その、無敵を誇った、液体金属のような装甲に、亀裂が走り、そこから、内部の光が、溢れ出してくる。
空間断層シールドが、砂上の楼閣のように、消え去った。
そして。
ゴーレムは、その、完璧なまでの、美しいフォルムを、保つことができず、まるで、溶け落ちる、ロウ細工のように、その場に、崩れ落ちていった。

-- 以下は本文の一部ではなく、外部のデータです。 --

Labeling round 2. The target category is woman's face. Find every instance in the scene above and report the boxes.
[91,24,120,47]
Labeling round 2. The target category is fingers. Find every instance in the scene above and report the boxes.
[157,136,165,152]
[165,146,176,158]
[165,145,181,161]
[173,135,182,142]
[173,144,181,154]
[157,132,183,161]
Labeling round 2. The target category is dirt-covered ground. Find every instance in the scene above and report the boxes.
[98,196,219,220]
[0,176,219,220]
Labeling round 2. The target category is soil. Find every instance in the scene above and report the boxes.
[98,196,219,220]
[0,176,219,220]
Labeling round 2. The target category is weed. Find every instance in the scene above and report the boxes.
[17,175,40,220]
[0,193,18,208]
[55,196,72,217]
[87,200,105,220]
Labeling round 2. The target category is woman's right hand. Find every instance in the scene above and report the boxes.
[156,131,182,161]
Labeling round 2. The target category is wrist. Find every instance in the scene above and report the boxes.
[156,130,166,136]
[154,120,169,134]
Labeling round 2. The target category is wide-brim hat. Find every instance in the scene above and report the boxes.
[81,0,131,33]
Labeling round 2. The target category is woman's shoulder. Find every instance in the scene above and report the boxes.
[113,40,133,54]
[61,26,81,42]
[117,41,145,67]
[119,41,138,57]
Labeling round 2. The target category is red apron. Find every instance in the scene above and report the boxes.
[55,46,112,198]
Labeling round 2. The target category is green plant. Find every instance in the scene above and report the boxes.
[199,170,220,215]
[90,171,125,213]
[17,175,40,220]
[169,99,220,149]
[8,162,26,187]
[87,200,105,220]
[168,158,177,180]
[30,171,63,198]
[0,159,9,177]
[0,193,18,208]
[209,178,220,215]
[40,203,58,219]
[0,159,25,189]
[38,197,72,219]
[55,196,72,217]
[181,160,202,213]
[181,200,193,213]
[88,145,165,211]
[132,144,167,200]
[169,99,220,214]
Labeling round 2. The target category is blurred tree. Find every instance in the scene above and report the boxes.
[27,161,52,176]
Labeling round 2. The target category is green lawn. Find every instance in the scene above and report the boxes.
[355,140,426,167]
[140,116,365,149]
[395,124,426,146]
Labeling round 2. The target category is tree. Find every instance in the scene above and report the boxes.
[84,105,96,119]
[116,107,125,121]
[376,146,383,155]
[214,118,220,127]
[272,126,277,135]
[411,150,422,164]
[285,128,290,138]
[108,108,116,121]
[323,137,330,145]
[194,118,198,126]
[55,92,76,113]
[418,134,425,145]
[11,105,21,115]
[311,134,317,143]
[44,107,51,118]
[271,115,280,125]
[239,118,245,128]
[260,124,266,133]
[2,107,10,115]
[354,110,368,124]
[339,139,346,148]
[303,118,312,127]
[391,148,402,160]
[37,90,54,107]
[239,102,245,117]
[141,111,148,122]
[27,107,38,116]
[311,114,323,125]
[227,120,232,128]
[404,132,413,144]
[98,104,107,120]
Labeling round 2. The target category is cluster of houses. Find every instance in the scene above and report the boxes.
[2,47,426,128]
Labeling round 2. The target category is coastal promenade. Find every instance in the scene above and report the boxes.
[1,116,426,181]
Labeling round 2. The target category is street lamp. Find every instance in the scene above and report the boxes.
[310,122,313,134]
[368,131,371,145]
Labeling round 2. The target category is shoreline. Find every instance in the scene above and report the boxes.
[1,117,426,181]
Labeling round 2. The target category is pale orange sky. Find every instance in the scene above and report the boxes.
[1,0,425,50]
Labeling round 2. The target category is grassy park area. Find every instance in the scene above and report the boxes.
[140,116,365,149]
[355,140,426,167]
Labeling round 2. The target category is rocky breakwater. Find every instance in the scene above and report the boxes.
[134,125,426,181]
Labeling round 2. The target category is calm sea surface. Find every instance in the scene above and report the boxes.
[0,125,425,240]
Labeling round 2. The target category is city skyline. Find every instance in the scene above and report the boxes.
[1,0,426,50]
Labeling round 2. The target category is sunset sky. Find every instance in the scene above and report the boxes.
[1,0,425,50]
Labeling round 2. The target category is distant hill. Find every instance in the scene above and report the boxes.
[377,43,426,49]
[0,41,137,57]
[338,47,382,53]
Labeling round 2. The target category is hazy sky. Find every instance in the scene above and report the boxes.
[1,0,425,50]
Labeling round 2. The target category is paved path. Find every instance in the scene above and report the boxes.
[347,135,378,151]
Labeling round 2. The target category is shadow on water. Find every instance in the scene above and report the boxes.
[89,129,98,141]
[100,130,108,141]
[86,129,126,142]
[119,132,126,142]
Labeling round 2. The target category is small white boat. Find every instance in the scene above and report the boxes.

最後に、その単眼のカメラアイが、カケルを、一瞥した。
その瞳に、最後に、宿ったのは、憎悪でも、恐怖でもなく。
ただ、自らの、完璧なロジックを、打ち破った、未知の存在に対する、純粋な、『畏怖』の色だった。
―――轟音。
巨大なゴーレムは、大爆発を起こし、その破片を、闘技場全体に、撒き散らした。
後に残されたのは、静寂と。
そして、爆発の中心で、静かに輝く、一つの、小さな、球体だけだった。
それは、ゴーレムの心臓部。
無限のエネルギーを生み出すという、人工の、永久機関。
『アーティフィシャル・ゼロポイント・リアクター』。
カケルは、ゆっくりと、その、神の心臓の前に、舞い降りた。
彼は、勝ったのだ。
神が作りたもうた、完璧な、守護者を、打ち破った。
人間の、知恵と、勇気と、そして、仲間との、絆の力で。
だが、これは、まだ、始まりに過ぎない。
この、神の心臓を、その身に宿した時、彼は、一体、何になるのか。
その答えを、今はまだ、誰も、知らなかった。